The second conversation, not so much. One of his younger siblings told me that he’d been breaking the speed limit considerably during a recent drive to a fast-food place. I didn’t hesitate to hurl accusations and invectives at him. I told him that he’d been driving like a fool and how dangerous that was. I told him that I was tempted to suspend his driving privileges alto­gether. He was not happy with me, and I wasn’t happy with him. He tried to tell me that his younger brother had misread the speedometer, but I kept cutting him off. When he tried to ask me questions, I was defensive that he would even presume to question me, and I told him so.

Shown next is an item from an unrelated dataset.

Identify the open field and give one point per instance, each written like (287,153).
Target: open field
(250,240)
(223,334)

Needless to say, thanks to my accusatory tone and assumptions of guilt, our relationship suffered from that conversation. I totally blew it and sought his forgiveness. The first conversation was much bet­ter because we spoke with humility and kindness that de-escalated the fight.

Bottom Line

In navigating minefield conversations, we want neither to underreact nor overreact. To underreact may mean we are flirting with compromise, flee­ing a necessary but difficult confrontation, or we’re not treating the issues being discussed with the seriousness they deserve. To overreact may lead to relational fractures, an outbreak of sinful anger, or worse. One is a sin of omission, the other is a sin of commission. One response is too passive, the other too aggressive. Both are sinful and lead us into further sin.

As followers of Christ, called to do all things to the glory of God (1 Cor. 10:31), we must guard against both extremes. We must ask the Lord to give us a healthy, biblical balance in the way we talk to others, and seek his help to deal with difficult conversations in a Christlike manner, full of both grace and truth.